Not all fungi are bad though. Yeast is among some of the fungi that we would have difficulty to live without…since it is necessary to make bread, wine and beer. Some cheeses are injected with live fungi to give them their unique flavours, i.e. Danish Blue and Roquefort.  A particular fungi that is used to prolong human life is “penicillin” in antibiotics to kill bacteria that invade our bodies and treat diseases like tuberculosis (TB) and leprosy. If it wasn’t for fungi the dead bodies of animals and all plants would not decompose as fast as with bacteria and bugs alone and the nutrients would not return back to the ground. Other plants and animals that rely on those nutrients from the dead material would perish and the delicate balance of the ecosystem would be lost! Fungi are nature’s best recyclers!

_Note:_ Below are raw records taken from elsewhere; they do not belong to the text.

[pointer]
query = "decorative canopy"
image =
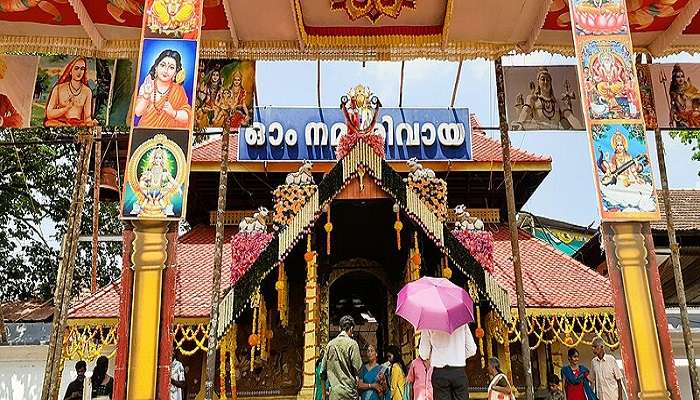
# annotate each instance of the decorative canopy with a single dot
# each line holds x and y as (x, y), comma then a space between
(342, 29)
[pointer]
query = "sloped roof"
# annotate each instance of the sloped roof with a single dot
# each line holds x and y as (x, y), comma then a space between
(484, 149)
(195, 261)
(551, 278)
(685, 207)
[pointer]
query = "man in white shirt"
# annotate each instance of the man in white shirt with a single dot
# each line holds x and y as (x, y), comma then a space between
(177, 378)
(448, 355)
(607, 378)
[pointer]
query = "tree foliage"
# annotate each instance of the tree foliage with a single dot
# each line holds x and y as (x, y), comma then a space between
(36, 183)
(689, 137)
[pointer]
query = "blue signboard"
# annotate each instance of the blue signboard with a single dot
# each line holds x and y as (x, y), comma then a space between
(288, 134)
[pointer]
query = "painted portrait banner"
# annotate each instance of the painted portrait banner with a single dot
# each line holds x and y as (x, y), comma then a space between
(16, 87)
(64, 92)
(157, 172)
(612, 111)
(225, 90)
(675, 96)
(543, 98)
(156, 175)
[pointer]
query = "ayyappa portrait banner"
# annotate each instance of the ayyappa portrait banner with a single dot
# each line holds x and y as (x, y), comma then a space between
(613, 111)
(285, 134)
(16, 88)
(543, 98)
(160, 144)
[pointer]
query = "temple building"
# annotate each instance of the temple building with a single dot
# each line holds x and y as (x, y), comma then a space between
(344, 242)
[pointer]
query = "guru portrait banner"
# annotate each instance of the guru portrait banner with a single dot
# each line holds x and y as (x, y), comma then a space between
(543, 98)
(285, 134)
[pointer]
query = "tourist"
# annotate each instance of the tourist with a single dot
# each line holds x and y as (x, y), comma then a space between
(576, 379)
(372, 383)
(448, 355)
(499, 388)
(101, 383)
(396, 374)
(341, 363)
(75, 388)
(419, 375)
(554, 388)
(607, 378)
(177, 379)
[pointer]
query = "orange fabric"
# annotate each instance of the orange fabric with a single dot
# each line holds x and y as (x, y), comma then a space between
(154, 117)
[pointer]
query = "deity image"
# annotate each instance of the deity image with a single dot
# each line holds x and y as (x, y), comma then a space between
(609, 81)
(684, 98)
(178, 18)
(9, 116)
(224, 93)
(624, 172)
(70, 100)
(162, 101)
(155, 178)
(541, 109)
(600, 17)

Fresh mushrooms, store bought or wild, have long been celebrated as a source of powerful nutrients and minerals. They are low in calories and fat free. They contain vitamins B and D, riboflavin, niacin and minerals like selenium, copper and potassium.

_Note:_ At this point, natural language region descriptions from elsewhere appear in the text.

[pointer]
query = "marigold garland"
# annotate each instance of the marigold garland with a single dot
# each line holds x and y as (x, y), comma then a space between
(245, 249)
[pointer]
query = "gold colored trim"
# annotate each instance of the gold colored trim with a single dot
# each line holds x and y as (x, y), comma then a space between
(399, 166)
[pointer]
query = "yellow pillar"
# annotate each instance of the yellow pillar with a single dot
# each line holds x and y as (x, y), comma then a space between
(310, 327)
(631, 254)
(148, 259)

For some of you interested in foraging for edible mushrooms, here is some important mushroom picking etiquette:

  • Do not take all of the same species in a cluster or group, always leave some or break a few and “throw against a tree”, to release spores and to ensure a new generation the following year.

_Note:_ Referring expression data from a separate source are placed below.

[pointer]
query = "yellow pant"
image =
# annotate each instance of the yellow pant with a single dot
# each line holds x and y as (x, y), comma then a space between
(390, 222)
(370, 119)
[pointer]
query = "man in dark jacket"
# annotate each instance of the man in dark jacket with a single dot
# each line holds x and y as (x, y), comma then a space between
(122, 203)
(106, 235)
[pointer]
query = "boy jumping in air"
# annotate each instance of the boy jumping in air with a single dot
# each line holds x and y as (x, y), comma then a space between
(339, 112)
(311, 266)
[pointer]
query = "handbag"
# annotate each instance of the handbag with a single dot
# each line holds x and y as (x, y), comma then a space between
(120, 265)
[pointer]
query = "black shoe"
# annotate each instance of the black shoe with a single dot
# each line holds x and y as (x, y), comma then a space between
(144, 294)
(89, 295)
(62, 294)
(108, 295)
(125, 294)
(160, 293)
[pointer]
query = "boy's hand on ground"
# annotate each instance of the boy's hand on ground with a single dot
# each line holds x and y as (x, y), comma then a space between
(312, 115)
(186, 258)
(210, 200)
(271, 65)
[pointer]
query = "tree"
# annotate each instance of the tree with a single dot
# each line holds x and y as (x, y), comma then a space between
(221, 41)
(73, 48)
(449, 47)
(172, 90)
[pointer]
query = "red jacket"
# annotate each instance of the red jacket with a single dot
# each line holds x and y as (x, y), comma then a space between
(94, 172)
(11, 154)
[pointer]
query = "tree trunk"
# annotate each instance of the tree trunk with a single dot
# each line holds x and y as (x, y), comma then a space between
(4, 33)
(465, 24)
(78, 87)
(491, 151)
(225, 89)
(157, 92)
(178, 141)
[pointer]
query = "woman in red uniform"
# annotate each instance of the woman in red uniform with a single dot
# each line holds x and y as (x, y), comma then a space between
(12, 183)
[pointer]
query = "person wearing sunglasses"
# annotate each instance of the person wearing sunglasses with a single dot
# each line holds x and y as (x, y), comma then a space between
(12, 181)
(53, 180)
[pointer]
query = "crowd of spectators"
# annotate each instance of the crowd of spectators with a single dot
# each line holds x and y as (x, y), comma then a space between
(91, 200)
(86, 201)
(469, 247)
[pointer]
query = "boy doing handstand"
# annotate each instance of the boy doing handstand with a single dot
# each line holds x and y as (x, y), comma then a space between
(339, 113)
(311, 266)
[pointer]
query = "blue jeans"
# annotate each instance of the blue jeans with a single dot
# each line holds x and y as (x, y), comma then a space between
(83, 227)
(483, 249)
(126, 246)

  • Do not pull them out and destroy the sensitive mycelium (roots) from which they grow, please use a sharp knife or scissors and cut close to ground! To help identify species that look alike, tastechew a tiny portion of the mushroom, (is it bitter or spicy?) then always spit it out!! Use your sense of smell, they can smell sweet or like almond or smell like fish or phenol! Look at the underside, sponge or gills, ring or no ring. Find, young, mature and old samples of the same mushrooms in a group, a young specimen could look a lot like another type of mature mushroom which maybe inedible or poisonous!! Bring a friend who has experience or someone who is an expert in mycology! Don’t forget a pocket size mushroom field guide!  Last but not least, bring a camera, you will be glad you did! When you are outside, look up (on tree trunks) down and around, mushrooms are everywhere and great to photograph, especially in clusters on dead tree stumps, as well as singular ones. Try to take a photo from the ground and take one or two mushrooms and position them for a side view or from underneath, this makes identifying them easier. This can be a rewarding experience, you will benefit from fresh air, get exercise and a chance to find some of fall’s treasures!!